Subscribers may pay more as government moves to levy airtime
Telecommunications operators have kicked against plans to impose excise duty on airtime, arguing that it will lead to double taxation.
Operating as Association of Licensed Telecoms Operators of Nigeria (ALTON), the service providers insisted that the tax was the anti-digital economy.
ALTON Chairman, Gbenga Adebayo, told The Guardian, yesterday, that operators were already over-taxed with individual player paying as much as 35 different taxes.
Adebayo was reacting to reports that the Federal Government was considering duty on vouchers to boost revenue for the broke nation.
A report quoted the Director-General of the Budget Office of the Federation, Ben Akabueze, as saying: “Last year, we found that 51 countries in Africa have excise on airtime charges, so we are looking at that, as well as an area to tax.”
He spoke at a World Bank event in Abuja where the need for government to raise additional revenue was discussed.
But Adebayo said since the purpose for the planned introduction was not clear to industry players, telecoms operators would rather wait to see how the government plans to introduce an excise tax on airtime.
He said the government would want the operators to collect the tax for them, which subsequently means that additional cost would be passed to about 190 million subscribers in the country.
The ALTON boss continued: “It is not clear to telecoms operators why the Federal Government wants to introduce an excise tax on telecoms airtime recharge. Excise duty is introduced in manufacturing goods and it is introduced when the government wants to reduce the intake of such manufactured product, Except the Federal Government wants to discourage importation of recharge cards into Nigeria in order to encourage telecoms operators to use alternative means of vending airtime, like the virtual top-up that does not need a physical recharge card.
“For example, it will be understandable if the Federal Government decides to introduce an excise tax on consumption of tobacco products because it wants to reduce the consumption of tobacco in Nigeria because of the health implications, but it will be out of place for government to introduce an excise tax on telecoms airtime.”

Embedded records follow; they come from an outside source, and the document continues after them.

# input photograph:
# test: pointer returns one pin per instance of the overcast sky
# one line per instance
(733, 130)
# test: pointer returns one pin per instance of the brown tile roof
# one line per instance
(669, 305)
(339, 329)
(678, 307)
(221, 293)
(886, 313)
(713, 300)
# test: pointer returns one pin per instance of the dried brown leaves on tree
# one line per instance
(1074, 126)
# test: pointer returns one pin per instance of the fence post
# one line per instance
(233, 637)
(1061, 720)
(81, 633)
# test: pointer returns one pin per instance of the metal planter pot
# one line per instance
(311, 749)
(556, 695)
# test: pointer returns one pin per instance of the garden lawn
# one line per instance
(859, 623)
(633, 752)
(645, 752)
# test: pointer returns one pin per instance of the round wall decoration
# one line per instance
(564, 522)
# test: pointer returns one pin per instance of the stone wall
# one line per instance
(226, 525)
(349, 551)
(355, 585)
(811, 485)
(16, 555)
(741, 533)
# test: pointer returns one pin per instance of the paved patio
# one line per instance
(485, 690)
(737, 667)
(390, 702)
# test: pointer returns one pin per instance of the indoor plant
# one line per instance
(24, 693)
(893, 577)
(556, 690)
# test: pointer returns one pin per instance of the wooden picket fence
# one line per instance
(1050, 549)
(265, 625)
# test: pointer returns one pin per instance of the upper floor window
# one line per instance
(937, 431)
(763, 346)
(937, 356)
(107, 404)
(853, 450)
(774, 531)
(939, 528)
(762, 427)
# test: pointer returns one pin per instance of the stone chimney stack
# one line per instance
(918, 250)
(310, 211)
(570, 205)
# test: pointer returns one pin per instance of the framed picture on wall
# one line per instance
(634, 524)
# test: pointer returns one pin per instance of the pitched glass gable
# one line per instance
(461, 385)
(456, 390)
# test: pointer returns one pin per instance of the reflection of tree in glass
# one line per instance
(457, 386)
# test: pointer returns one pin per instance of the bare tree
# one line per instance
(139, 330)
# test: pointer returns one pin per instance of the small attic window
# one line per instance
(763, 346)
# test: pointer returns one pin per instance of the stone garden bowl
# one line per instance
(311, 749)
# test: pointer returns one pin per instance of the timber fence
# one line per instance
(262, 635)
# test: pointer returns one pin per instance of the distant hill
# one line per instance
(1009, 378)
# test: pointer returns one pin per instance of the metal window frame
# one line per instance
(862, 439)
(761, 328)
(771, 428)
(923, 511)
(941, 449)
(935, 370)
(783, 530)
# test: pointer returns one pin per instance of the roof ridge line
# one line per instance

He added that the industry remained the only sector that had not increased charges on services and airtime since the advent of the Global System for Mobile Communication (GSM), warning that the move would negatively affect services across the networks.
“Government should be careful not to introduce additional burden on telecoms operators. They should not take away digital economy access of the people by heavy taxation,” Adebayo cautioned.
In the meantime, the leadership of MTN Group, yesterday, undertook a three-day working visit to Nigeria.
Including the Group’s CEO, Ralph Mupita and CFO, Mrs. Tsholo Molefe, the delegation said it would join the MTN Nigeria Chairman, Dr. Ernest Ndukwe and CEO, Karl Toriola, in meetings with select partners and key stakeholders in the country.
This is Mupita’s first official tour of the most populous nation since assuming office in 2020.